Corticolimbic anatomical characteristics predetermine risk for chronic pain.

作者信息

Vachon-Presseau Etienne, Tétreault Pascal, Petre Bogdan, Huang Lejian, Berger Sara E, Torbey Souraya, Baria Alexis T, Mansour Ali R, Hashmi Javeria A, Griffith James W, Comasco Erika, Schnitzer Thomas J, Baliki Marwan N, Apkarian A Vania

机构信息

1 Department of Physiology, Feinberg School of Medicine, Northwestern University 303 E. Chicago Ave., Chicago, IL 60611, USA.

2 Department of Psychiatry and Neurobehavioral Sciences, University of Virginia , 2955 Ivy Rd, Suite 210, Charlottesville, VA 22903, USA.

出版信息

Brain. 2016 Jul;139(Pt 7):1958-70. doi: 10.1093/brain/aww100. Epub 2016 May 5.

Abstract

SEE TRACEY DOI101093/BRAIN/AWW147 FOR A SCIENTIFIC COMMENTARY ON THIS ARTICLE: Mechanisms of chronic pain remain poorly understood. We tracked brain properties in subacute back pain patients longitudinally for 3 years as they either recovered from or transitioned to chronic pain. Whole-brain comparisons indicated corticolimbic, but not pain-related circuitry, white matter connections predisposed patients to chronic pain. Intra-corticolimbic white matter connectivity analysis identified three segregated communities: dorsal medial prefrontal cortex-amygdala-accumbens, ventral medial prefrontal cortex-amygdala, and orbitofrontal cortex-amygdala-hippocampus.
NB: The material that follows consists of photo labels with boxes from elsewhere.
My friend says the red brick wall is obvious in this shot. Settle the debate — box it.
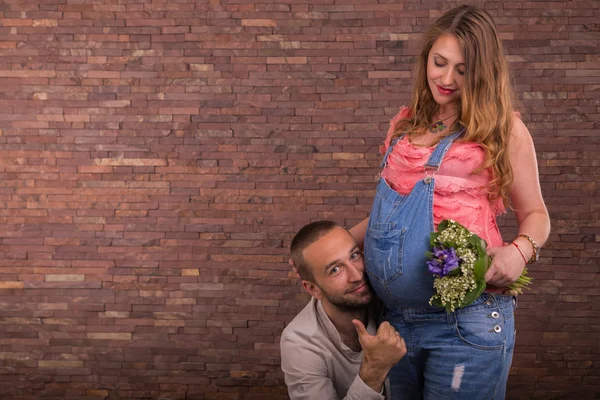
[0,0,600,400]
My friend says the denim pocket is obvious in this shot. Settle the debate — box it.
[454,307,515,350]
[365,224,406,284]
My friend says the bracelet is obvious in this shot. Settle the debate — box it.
[517,233,540,264]
[510,242,527,264]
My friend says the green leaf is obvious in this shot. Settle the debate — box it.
[431,298,444,307]
[446,304,452,314]
[473,255,490,281]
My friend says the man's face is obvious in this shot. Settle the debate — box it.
[303,227,373,309]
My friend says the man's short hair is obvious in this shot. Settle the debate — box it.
[290,220,345,282]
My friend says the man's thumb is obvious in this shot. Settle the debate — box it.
[352,319,369,338]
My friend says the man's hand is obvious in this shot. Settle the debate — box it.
[352,319,406,392]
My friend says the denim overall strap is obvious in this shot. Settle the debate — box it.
[422,128,465,169]
[379,134,404,169]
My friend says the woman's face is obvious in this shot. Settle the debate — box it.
[427,35,465,106]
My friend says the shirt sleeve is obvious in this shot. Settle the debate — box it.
[281,336,385,400]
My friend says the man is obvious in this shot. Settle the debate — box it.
[281,221,406,400]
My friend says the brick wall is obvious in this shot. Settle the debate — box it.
[0,0,600,400]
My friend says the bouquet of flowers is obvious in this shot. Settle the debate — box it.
[426,219,531,313]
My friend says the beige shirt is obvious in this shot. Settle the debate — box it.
[280,297,389,400]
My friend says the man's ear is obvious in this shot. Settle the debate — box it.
[302,280,323,300]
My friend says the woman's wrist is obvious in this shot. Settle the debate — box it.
[514,233,540,264]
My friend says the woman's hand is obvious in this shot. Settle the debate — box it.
[485,245,525,288]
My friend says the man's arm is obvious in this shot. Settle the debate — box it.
[281,336,387,400]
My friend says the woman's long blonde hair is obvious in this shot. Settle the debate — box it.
[394,5,514,205]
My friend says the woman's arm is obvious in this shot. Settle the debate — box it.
[485,117,550,287]
[349,217,369,250]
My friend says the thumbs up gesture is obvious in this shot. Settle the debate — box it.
[352,319,406,392]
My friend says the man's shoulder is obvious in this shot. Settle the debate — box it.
[281,298,329,349]
[281,298,320,338]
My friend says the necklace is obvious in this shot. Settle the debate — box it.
[429,113,458,133]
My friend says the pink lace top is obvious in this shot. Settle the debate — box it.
[382,107,504,247]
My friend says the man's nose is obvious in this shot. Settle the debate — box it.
[348,264,365,282]
[442,68,454,87]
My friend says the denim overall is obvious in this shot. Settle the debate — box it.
[365,130,516,400]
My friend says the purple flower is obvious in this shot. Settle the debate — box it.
[427,246,460,278]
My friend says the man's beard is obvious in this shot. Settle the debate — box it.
[319,284,373,311]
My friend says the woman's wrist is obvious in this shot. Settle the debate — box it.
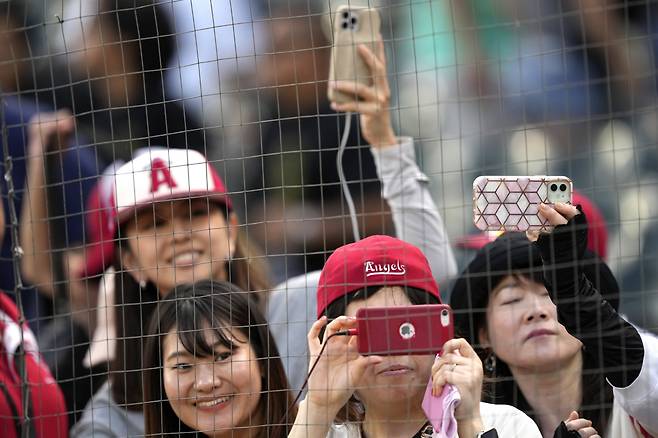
[457,415,484,437]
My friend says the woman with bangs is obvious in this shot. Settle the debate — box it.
[144,281,296,438]
[72,148,269,437]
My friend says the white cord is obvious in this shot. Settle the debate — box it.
[336,112,361,242]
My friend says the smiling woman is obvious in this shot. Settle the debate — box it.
[144,281,295,437]
[72,148,268,437]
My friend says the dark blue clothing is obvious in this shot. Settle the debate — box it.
[0,95,102,330]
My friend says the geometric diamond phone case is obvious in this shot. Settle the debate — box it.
[473,175,573,231]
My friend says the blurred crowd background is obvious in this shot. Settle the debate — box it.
[0,0,658,376]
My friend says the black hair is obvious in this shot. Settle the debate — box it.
[320,285,441,422]
[143,280,296,438]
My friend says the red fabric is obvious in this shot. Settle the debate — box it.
[0,292,68,438]
[76,181,114,278]
[317,236,441,318]
[573,190,608,260]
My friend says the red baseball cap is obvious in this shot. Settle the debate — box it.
[317,236,441,318]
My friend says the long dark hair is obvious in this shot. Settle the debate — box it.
[320,286,440,422]
[143,280,295,437]
[110,207,270,411]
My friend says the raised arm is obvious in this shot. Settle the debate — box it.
[19,111,73,296]
[330,41,457,281]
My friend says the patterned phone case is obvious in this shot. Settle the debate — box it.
[473,176,573,231]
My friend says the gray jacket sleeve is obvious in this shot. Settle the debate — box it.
[370,137,457,282]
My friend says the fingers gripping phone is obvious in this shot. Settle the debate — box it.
[473,175,573,231]
[356,304,454,356]
[327,5,381,103]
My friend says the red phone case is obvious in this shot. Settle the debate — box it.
[356,304,454,356]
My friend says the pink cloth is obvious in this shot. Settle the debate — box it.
[423,377,461,438]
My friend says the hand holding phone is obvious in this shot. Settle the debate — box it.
[473,175,573,231]
[327,6,397,147]
[356,304,454,356]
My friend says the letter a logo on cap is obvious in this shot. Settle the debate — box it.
[151,158,178,193]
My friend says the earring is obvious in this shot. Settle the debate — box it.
[484,350,496,376]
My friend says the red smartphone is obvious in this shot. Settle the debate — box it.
[356,304,454,356]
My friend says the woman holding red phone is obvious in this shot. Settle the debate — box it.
[451,204,658,438]
[289,236,541,438]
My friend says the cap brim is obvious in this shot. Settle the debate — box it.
[117,191,232,224]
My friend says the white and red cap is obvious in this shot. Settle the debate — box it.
[113,148,231,224]
[317,236,441,318]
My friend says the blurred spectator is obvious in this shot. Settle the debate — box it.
[41,0,210,164]
[0,189,68,438]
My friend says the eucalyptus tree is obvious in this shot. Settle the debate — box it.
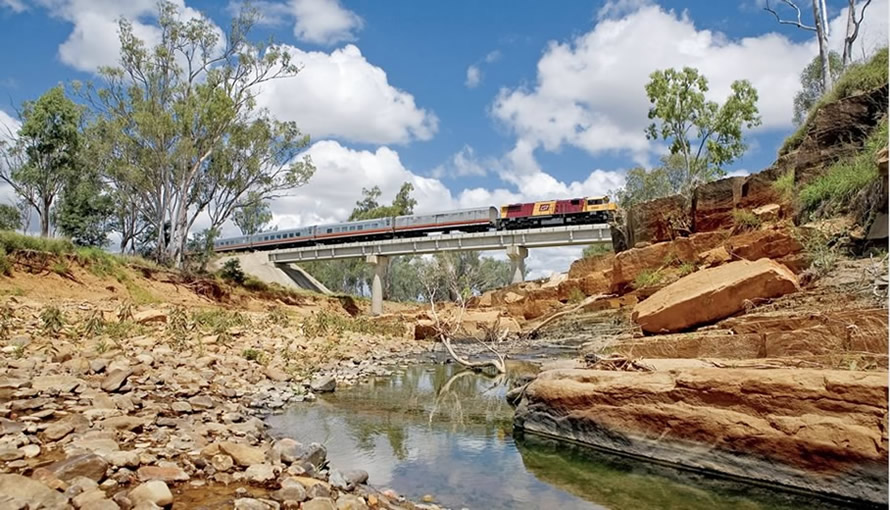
[82,1,314,265]
[646,67,760,196]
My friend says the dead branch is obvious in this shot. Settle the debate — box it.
[763,0,816,32]
[524,294,615,338]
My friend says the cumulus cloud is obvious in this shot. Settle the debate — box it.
[290,0,364,45]
[258,44,438,144]
[464,50,501,89]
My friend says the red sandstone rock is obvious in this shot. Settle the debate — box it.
[633,259,800,333]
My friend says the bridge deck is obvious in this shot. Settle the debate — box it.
[269,224,612,264]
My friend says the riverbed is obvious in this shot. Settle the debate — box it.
[268,361,860,510]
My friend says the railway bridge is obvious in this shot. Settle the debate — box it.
[220,224,612,315]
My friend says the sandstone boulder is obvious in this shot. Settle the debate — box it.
[632,259,800,333]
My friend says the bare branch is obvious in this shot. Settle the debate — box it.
[763,0,816,32]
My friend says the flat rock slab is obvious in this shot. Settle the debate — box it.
[632,259,800,333]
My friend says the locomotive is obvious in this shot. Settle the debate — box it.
[213,196,618,252]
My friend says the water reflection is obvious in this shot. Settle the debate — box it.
[269,362,852,509]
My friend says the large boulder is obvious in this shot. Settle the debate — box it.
[514,368,888,507]
[633,259,800,333]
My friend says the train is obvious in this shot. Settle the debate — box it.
[213,196,618,252]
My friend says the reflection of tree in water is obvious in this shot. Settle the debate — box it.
[329,364,527,460]
[516,434,834,510]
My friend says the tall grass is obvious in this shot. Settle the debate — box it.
[779,48,888,156]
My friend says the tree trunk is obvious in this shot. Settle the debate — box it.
[813,0,833,95]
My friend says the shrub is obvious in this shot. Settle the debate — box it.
[779,48,888,156]
[219,259,246,285]
[633,269,664,289]
[40,306,65,336]
[773,170,794,202]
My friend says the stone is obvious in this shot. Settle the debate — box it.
[189,395,216,409]
[328,469,368,491]
[104,450,140,467]
[270,483,306,502]
[136,466,189,482]
[133,310,167,324]
[337,494,368,510]
[127,480,173,506]
[219,441,266,467]
[272,437,303,464]
[632,259,800,333]
[0,474,68,509]
[102,368,133,392]
[300,498,337,510]
[309,375,337,393]
[210,453,235,471]
[513,367,888,505]
[244,464,275,485]
[46,453,108,482]
[235,498,280,510]
[263,367,290,382]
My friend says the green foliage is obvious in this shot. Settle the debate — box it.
[219,259,245,285]
[0,85,83,237]
[773,170,794,202]
[798,119,887,216]
[633,269,664,289]
[302,311,406,338]
[779,47,888,156]
[40,305,65,336]
[732,209,763,230]
[581,243,613,259]
[793,51,844,126]
[646,67,760,193]
[232,192,272,236]
[0,204,22,230]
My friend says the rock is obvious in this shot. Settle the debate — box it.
[328,469,368,491]
[104,450,140,467]
[514,368,888,505]
[102,368,133,392]
[244,464,275,485]
[337,494,368,510]
[127,480,173,506]
[309,375,337,393]
[272,437,303,464]
[46,453,108,482]
[235,498,280,510]
[300,498,336,510]
[632,259,800,333]
[271,483,306,502]
[210,453,235,472]
[133,310,167,324]
[0,474,68,509]
[136,466,189,482]
[263,367,290,382]
[219,441,266,467]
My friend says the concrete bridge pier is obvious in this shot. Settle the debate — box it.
[507,245,528,283]
[365,255,388,315]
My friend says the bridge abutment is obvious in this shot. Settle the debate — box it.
[507,245,528,283]
[365,255,389,315]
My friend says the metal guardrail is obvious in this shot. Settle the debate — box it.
[269,224,612,264]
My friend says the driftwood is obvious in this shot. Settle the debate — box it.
[525,294,615,338]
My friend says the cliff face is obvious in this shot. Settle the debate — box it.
[514,368,888,504]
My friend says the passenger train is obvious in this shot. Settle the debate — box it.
[214,196,617,252]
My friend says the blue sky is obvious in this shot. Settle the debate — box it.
[0,0,888,269]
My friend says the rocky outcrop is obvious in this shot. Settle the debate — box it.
[633,259,800,333]
[514,368,888,504]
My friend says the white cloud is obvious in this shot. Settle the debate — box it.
[465,64,482,89]
[491,0,886,169]
[258,44,438,144]
[433,145,487,178]
[291,0,364,45]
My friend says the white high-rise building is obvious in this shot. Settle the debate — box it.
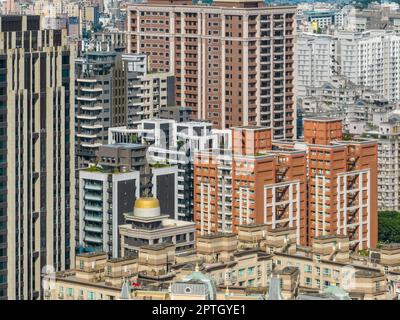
[295,30,400,101]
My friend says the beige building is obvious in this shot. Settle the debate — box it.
[47,225,400,300]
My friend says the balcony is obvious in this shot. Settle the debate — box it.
[84,214,103,222]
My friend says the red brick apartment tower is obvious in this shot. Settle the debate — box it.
[127,0,295,139]
[304,118,377,250]
[194,127,307,245]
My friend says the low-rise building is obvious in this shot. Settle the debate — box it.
[119,198,194,257]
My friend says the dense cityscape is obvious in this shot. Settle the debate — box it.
[0,0,400,301]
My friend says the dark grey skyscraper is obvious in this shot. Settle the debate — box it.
[0,16,75,299]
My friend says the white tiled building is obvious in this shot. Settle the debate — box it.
[295,30,400,100]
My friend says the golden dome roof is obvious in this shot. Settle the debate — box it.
[135,198,160,209]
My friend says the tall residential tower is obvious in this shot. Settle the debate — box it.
[0,15,75,299]
[127,0,295,138]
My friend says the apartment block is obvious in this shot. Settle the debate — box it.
[109,119,222,221]
[304,118,378,249]
[76,51,126,168]
[119,198,195,257]
[0,15,75,300]
[127,0,295,138]
[76,168,140,258]
[295,30,400,101]
[194,127,307,245]
[123,54,175,126]
[76,48,175,168]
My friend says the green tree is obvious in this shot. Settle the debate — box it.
[378,211,400,243]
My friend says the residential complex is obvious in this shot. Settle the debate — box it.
[76,51,174,168]
[194,118,378,250]
[295,30,400,101]
[127,0,295,138]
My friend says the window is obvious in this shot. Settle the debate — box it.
[88,291,96,300]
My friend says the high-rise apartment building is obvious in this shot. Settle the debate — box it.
[194,127,307,245]
[127,0,295,138]
[76,51,125,168]
[0,15,75,299]
[295,30,400,101]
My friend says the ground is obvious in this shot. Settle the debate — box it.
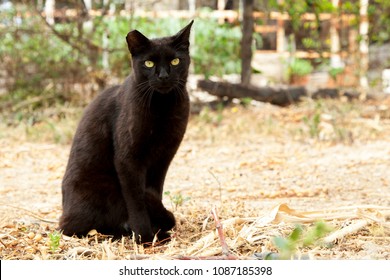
[0,99,390,259]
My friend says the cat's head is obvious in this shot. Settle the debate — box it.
[126,21,193,93]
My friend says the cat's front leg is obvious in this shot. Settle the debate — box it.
[115,160,154,243]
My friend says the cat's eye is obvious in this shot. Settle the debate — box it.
[171,58,180,66]
[145,60,154,68]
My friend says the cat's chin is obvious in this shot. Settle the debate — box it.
[154,87,173,94]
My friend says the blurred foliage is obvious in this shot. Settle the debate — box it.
[0,0,390,120]
[0,5,241,118]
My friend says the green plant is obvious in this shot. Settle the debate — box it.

Higher incidence of white matter and functional connections within the dorsal medial prefrontal cortex-amygdala-accumbens circuit, as well as smaller amygdala volume, represented independent risk factors, together accounting for 60% of the variance for pain persistence. Opioid gene polymorphisms and negative mood contributed indirectly through corticolimbic anatomical factors, to risk for chronic pain. Our results imply that persistence of chronic pain is predetermined by corticolimbic neuroanatomical factors.

摘要

有关本文的科学评论,请参阅特蕾西·多伊(Tracey DOI)10.1093/brain/aww147:慢性疼痛的机制仍未得到充分理解。我们对亚急性背痛患者的大脑特性进行了长达3年的纵向跟踪,观察他们是从疼痛中恢复还是转变为慢性疼痛。全脑比较表明,是皮质边缘系统而非与疼痛相关的神经回路、白质连接使患者易患慢性疼痛。皮质边缘系统内白质连接性分析确定了三个分离的群落:背内侧前额叶皮质-杏仁核-伏隔核、腹内侧前额叶皮质-杏仁核以及眶额叶皮质-杏仁核-海马体。背内侧前额叶皮质-杏仁核-伏隔核回路内白质和功能连接的较高发生率以及较小的杏仁核体积是独立的风险因素,共同解释了疼痛持续的60%的变异。阿片类药物基因多态性和消极情绪通过皮质边缘系统解剖学因素间接导致慢性疼痛风险。我们的结果表明,慢性疼痛的持续由皮质边缘系统神经解剖学因素预先决定。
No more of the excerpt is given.